Slice bacon into 2-3 inch pieces. Mix egg, some flour in a bowl. Butterfly the shrimp. Dip the bacon into the egg mixture, place in hot skillet or Wok and place shrimp on top of bacon. Do the same with about 6 more shrimp. Line them up side by side and pour remaining egg mixture over and flip to cook shrimp on other side. Remove and add sliced onions and stir fry. Now some places serve with a red sauce, others a brown sauce. I always ask for garlic sauce.

The above is just my idea on how its made, I could be totally wrong, but would love to find even just "one" recipe for this dish.

For those that think butterfly shrimp is deep fried, you are thinking of "Fantail Shrimp." Growing up in NYC, I would order this all the time, it would come with duck sauce for dipping.

Butterfly shrimp with bacon and onions has no coating other than egg, and of course the sauce the onions are cooked in.

Now I am hungry. LOL

9:25 PM  
Blogger Arleena DeBlogger said...

In small town Northern Ontario with a large Cantonese Chinese community, there wasn't a shortage of specialty restaurants. One In particularly, run by a family of brothers all who came from the northern region of Canton China. They made the most delicious mouth watering 'Butterflied Shrimp'. In one order you would receive (in total) 6 large 'crumb battered' shrimp wrapped in thick fried bacon entwined in green onion. Pan fried to golden brown. The drippings made into a golden brown sauce made with just a small amount of corn starch provided just the right amount of sauce to be served over hot steamed white rice.
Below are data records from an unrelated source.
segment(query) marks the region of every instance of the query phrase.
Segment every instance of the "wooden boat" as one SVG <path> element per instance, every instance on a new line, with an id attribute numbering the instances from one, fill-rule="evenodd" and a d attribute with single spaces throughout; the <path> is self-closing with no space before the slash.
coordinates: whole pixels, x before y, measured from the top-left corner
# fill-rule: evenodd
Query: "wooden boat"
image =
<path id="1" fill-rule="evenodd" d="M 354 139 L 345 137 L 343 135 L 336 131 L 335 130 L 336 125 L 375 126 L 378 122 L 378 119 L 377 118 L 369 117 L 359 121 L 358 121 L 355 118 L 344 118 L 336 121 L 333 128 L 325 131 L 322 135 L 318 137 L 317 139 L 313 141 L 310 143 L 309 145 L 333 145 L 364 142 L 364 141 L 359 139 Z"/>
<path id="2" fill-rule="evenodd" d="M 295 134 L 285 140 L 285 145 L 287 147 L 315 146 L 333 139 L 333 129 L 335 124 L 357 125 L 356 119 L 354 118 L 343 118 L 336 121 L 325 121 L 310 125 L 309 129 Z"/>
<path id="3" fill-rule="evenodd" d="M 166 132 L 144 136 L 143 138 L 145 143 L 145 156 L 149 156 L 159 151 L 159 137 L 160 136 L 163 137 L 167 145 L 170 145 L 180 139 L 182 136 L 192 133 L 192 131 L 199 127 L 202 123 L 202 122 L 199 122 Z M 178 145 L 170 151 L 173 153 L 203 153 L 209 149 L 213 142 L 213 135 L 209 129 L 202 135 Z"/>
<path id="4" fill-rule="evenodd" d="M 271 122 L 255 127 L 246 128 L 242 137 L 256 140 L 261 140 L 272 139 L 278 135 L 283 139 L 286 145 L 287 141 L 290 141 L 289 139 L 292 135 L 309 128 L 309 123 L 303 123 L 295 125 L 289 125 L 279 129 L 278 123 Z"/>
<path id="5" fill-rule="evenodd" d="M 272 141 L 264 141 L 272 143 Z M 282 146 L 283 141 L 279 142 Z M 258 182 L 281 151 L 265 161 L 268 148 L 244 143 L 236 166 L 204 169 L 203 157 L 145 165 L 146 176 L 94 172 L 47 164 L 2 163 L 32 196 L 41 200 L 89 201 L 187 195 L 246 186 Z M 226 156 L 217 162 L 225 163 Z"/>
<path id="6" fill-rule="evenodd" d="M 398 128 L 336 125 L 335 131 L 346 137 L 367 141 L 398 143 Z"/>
If one was to be brave enough to request 'more sauce', Danny the owner would go ballistic 'what more sauce, no extra sauce, only makes this amount, what you think!?!' Lol I can still taste this most delicious treat. And since growing up and moving away, I've yet to ever find this delicacy anywhere else. They were the real deal Cantonese Butterflied Shrimp!

1:59 AM  
Blogger Winthrop Smith said...

Butterfly shrimp, as served in Mamaroneck, NY, Tung Hoy, was, as per Peter and others, shrimp butterflied, wrapped in bacon, cooked with eggs, in a red sauce. It has resurfaced here in Maine as 'fried shrimp,' the current model, more batter than shrimp, or fantail shrimp, mixed with vegetables. No bacon. No egg. No red sauce.

1:50 PM  
Blogger Unknown said...

Thank you for the article! Growing up in NJ I agree with everything you described down to the shrimp toast. Butterfly shrimp was my absolute favorite dish. Don't forget about the Poo Poo platter on a lazy susan!

7:09 AM  
Anonymous Anonymous said...

I remember a dish called "Woo Dip Har" butterflied shrimp whetted to bacon. Wok fried with a sweet pale pink sauce. I only know of 2 restaurants in Michigan that serve this. Golden Moon in Flint and Ten Yen in Westland. I have only found one recipe on pinterest but it lacks the sweet sauce. Its not actually an authentic Asian dish but it takes me back to the 70's and 80's. Planning on making this tonight!

2:54 PM  
Anonymous Anonymous said...

Here it is, 16 years later, and I am still yearning for hung shu har, a wonderful shrimp dish of one particular Chinese restaurant in Troy Michigan. I've never seen it on any other menus and did not realize get back then restaurants actually had specialties of the house not found in every so-called Chinese restaurant. I still yearn for it and shall go to my grave no doubt never having had it again.